Las navidades celebradas en Asalto navideño no son obviamente la fiesta usual, sino una muy especial respecto de las costumbres esperadas y aceptadas: en lugar de reforzar la comodidad de una identidad conocida y familiar, se transita por reclamos de identidad contrastantes y, hasta cierto grado, chocantes y competitivos. Esta relación compleja y contradictoria entre la cultura de la isla y la de la diáspora se refleja aún más claramente en la canción «Esta Navidad». Allí se dramatiza la multiplicidad de reclamos mediante el símbolo de la identidad puertorriqueña, el «jíbaro». En el comienzo, con un contagioso aguinaldo, el cuatro típico toca en continuo contrapunto con las líneas juguetonas y traviesas del trombón. La letra habla de la actitud de los jíbaros que llegan desde EEUU y miran despectivamente a sus amigos isleños, con «un aire de superioridad» y gran sabiduría. Éste es el tema que más recuerda el público y constituye su mensaje principal: los habitantes de la diáspora han sido corrompidos por su experiencia fuera de la patria y del hogar, de su cultura auténtica, y tratan de reponerse, o al menos de aparentarlo, como lo expresa el término «guillar». Pero entonces, en un giro interesante, el cantante se identifica a sí mismo como uno de esos «jíbaros guillados». Se refiere a un tipo de jíbaro postizo, «pero un jíbaro de verdad»: «Hay jíbaros que saben más / y aquí queda demostrado / soy un jíbaro guillado / pero un jíbaro de verdad».

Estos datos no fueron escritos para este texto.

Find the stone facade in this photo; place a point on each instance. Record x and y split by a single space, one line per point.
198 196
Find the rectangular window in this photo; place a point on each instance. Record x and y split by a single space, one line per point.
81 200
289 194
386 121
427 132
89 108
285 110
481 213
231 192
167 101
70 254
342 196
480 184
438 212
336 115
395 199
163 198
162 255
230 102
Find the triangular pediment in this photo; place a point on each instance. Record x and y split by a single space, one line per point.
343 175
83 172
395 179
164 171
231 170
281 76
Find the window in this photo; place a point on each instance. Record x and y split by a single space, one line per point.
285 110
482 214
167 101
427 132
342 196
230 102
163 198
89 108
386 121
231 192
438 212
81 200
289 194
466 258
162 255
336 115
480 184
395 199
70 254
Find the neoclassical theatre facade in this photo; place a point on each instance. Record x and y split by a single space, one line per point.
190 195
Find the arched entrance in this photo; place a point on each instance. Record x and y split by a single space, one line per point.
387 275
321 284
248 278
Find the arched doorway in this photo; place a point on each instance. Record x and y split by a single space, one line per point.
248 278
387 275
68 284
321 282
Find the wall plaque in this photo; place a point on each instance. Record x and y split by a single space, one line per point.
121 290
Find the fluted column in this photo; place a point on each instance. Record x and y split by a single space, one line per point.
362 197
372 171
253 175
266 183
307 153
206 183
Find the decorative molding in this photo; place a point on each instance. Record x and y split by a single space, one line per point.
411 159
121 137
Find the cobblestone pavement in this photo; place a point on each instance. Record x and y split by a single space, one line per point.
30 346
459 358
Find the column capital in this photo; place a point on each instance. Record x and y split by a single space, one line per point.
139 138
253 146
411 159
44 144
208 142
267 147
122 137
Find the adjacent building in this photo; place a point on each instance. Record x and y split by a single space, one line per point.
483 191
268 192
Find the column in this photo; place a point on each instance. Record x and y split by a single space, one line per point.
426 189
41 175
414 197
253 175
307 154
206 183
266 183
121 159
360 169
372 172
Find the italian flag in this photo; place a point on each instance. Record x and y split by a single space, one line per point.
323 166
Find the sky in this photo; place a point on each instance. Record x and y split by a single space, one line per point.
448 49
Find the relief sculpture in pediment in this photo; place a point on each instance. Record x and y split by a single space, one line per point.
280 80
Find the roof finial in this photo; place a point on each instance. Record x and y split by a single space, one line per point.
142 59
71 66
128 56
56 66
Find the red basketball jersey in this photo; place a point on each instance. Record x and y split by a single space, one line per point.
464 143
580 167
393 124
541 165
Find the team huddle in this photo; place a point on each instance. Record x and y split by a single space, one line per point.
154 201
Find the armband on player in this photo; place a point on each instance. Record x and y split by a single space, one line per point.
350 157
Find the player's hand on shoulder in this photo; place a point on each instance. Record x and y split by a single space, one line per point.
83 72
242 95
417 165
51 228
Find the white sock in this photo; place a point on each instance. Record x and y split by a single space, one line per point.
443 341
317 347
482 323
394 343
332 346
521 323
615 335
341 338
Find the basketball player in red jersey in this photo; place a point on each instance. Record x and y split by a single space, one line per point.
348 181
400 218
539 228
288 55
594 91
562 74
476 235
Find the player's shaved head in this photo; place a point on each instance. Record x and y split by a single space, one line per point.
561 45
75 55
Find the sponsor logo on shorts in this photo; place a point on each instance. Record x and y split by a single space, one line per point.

¿Qué autoriza a esta diáspora puertorriqueña que retorna a sentirse confiada de su conocimiento y reclamar veracidad? Evidentemente, la canción misma, como lo sugiere la frase «aquí queda demostrado». Incluso continúa con el coro: «Esta Navidad, vamos a gozar», y termina con improvisaciones vocales e instrumentales muy al estilo del guaguancó salsero, el «tumbaíto», que al final reemplaza explícitamente los adornos y las cadencias de la música típica, el «le-lo-lai» con el que había comenzado. A tono con la sabiduría diaspórica sugerida por la canción, la voz del cantante lleva la música de las fiestas tradicionales a una ecléctica e inclusiva jalea de esta especial celebración navideña, asegurándose de añadir «también (...) a mi amigo Yomo Toro».

La fuerza de la diáspora

La música que se conoce como salsa, convertida en insignia de identidad expresiva del Caribe hispano, fue en un comienzo la voz estilística de la diáspora puertorriqueña concentrada en la ciudad de Nueva York. Más que la extensión directa o la imitación de estilos nativos de Cuba o Puerto Rico, es la fuente de una nueva adaptación, un híbrido criollizado de esos estilos, mezclado y en interacción con otras maneras de hacer música. Antes incluso de la llegada oficial de la salsa, y de modo menos dramático, los músicos y el público cubano y puertorriqueño habían fundido los sonidos del son y el mambo con estilos afroamericanos, tales como el R & B (rhythm and blues) y la música soul, como se evidencia en la corta pero muy popular vida del bugalú latino. Y, aún más famosa, la música latina de Nueva York había experimentado durante la década del 40 la innovación del Cubop y el Latin jazz que, al igual que el mambo, estaban más fuertemente enraizados en la diáspora urbana que en el Caribe, el hogar original de esas tradiciones.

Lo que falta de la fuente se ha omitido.